The team utilized extracellular vesicles with dual-targeting capabilities, referred to as dtEV, serving as carriers loaded with multiple effective RNA nucleic acid drugs. This innovative approach precisely targets PDAC, showcasing promising initial results in inhibiting tumor growth and extending survival in animal experiments. The research findings were published in the prestigious journal Nature Communications.

Advancing Precision Medicine: dtEVs and Targeted Therapies

Led by Professor and Yushan Scholar Li James Lee from NYCU's Institute of Biopharmaceutical Sciences, the team collaborated with Professor Chi-Ying F. Huang, a distinguished faculty member at NYCU's Institute of Biopharmaceutical Sciences, and Dr. Yan-Shen Shan, the Dean of the College of Medicine at NCKU, forming a cross-campus research team.

The study introduces a novel precision medical solution that utilizes a "nanopore electroporation technology platform" to transfect specific plasmid DNA into cells, releasing a substantial amount of engineered dtEV.

These dtEVs can carry high doses of therapeutic RNA nucleic acid drugs, with their extracellular vesicle surfaces adorned with artificially modified targeting proteins. These proteins can fuse with tissue-targeting peptides and bind with humanized monoclonal antibodies, achieving precise targeting of PDAC tumor cells and enabling deep penetration into cancer tissues.

The research results indicate that dtEVs carrying therapeutic RNA nucleic acid drugs effectively suppressed PDAC tumors in mice. In experiments involving mouse-derived xenografts (CDX) or patient-derived xenografts (PDX) of pancreatic cancer, the combination of dtEVs with low doses of the chemotherapy drug gemcitabine successfully inhibited large tumors simulating late-stage pancreatic cancer, as well as intra-mouse metastatic lesions.
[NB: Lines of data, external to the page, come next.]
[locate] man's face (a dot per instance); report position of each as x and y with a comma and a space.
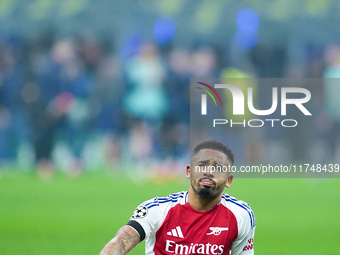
208, 173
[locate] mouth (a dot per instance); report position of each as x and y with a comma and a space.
207, 182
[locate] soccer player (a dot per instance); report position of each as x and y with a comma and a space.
203, 220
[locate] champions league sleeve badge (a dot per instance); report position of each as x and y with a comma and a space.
140, 212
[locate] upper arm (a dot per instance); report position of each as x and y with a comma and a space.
244, 243
124, 241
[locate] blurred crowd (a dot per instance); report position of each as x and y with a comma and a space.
78, 102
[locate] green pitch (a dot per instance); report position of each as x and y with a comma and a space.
78, 216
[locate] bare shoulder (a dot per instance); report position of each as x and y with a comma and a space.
124, 241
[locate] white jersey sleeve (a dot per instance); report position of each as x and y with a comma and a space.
149, 216
244, 243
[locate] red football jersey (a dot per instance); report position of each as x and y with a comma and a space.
170, 226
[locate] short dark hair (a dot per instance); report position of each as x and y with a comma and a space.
215, 145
This led to an extended survival period in the animal models.

Industrializing Breakthroughs: Towards Clinical Application

The research team highlights the potential of this treatment method to produce nucleic acid biopharmaceuticals with specific targeting properties, delivering multiple therapeutic RNA drugs to large solid tumors. Currently, the team is actively working on industrializing this research breakthrough, with the goal of clinical application, and is seeking suitable biotech companies for technology transfer.
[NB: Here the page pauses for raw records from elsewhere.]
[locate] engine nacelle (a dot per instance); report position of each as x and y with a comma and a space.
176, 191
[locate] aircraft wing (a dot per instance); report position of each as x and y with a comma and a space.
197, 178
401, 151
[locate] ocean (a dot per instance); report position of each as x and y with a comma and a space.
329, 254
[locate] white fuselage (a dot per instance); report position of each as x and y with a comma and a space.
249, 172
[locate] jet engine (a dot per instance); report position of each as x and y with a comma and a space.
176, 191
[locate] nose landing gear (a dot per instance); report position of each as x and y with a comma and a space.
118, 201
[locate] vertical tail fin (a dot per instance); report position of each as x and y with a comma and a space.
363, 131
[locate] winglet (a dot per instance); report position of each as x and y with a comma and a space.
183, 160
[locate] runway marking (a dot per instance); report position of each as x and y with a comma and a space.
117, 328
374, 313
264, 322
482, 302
PDAC, the most common subtype of pancreatic cancer, poses a significant challenge due to its poor treatment outcomes, primarily attributed to the high fibrosis and density of tumors. The presence of multiple gene mutations in pancreatic cancer further complicates the efficacy of single-drug treatments, leading to high recurrence rates. This innovative research offers a new ray of hope for more effective treatment options for pancreatic cancer patients.

Continuing from the collaborative research team's publication in October last year regarding the latest precision treatment strategies for pancreatic ductal adenocarcinoma, on January 10, 2024, a research team composed jointly by National Yang Ming Chiao Tung University, National Cheng Kung University College of Medicine, Keelung Chang Gung Memorial Hospital, Taipei Veterans General Hospital, and the Memorial Sloan Kettering Cancer Center, discovered that the expression of GPC1 in vesicles holds significant potential as an assessment tool for early diagnosis and prognosis evaluation of pancreatic ductal adenocarcinoma.
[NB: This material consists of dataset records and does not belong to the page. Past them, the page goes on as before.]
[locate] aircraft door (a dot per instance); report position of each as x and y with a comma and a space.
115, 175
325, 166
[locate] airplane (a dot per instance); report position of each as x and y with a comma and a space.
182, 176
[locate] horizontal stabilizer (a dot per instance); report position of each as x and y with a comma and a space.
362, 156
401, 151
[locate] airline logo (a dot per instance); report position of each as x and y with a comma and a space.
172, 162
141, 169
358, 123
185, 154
The characterization of GCP1 within vesicles proves to be a highly promising assessment tool for pancreatic ductal adenocarcinoma.

In this study, the team utilized the Immuno-nanoparticle Liposome Biochip Assay (ILN biochip assay) and identified several potential biomarkers for pancreatic ductal adenocarcinoma. These included GCP1 mRNA expressed in the subpopulation of extracellular vesicles (exosomes) rich in exosomes and the GCP1 membrane protein in the subpopulation of extracellular vesicles rich in microvesicles. Patients with lower levels of tumor-related microvesicular GCP1 membrane protein and exosomal GCP1 mRNA expression before treatment demonstrated longer overall survival periods.

The research team found that the increased expression of specific oncogenes' mRNA and corresponding proteins within extracellular vesicles in the blood has the potential to serve as a tool for early detection and prognosis assessment of pancreatic ductal adenocarcinoma. This study has been published in Advanced Science.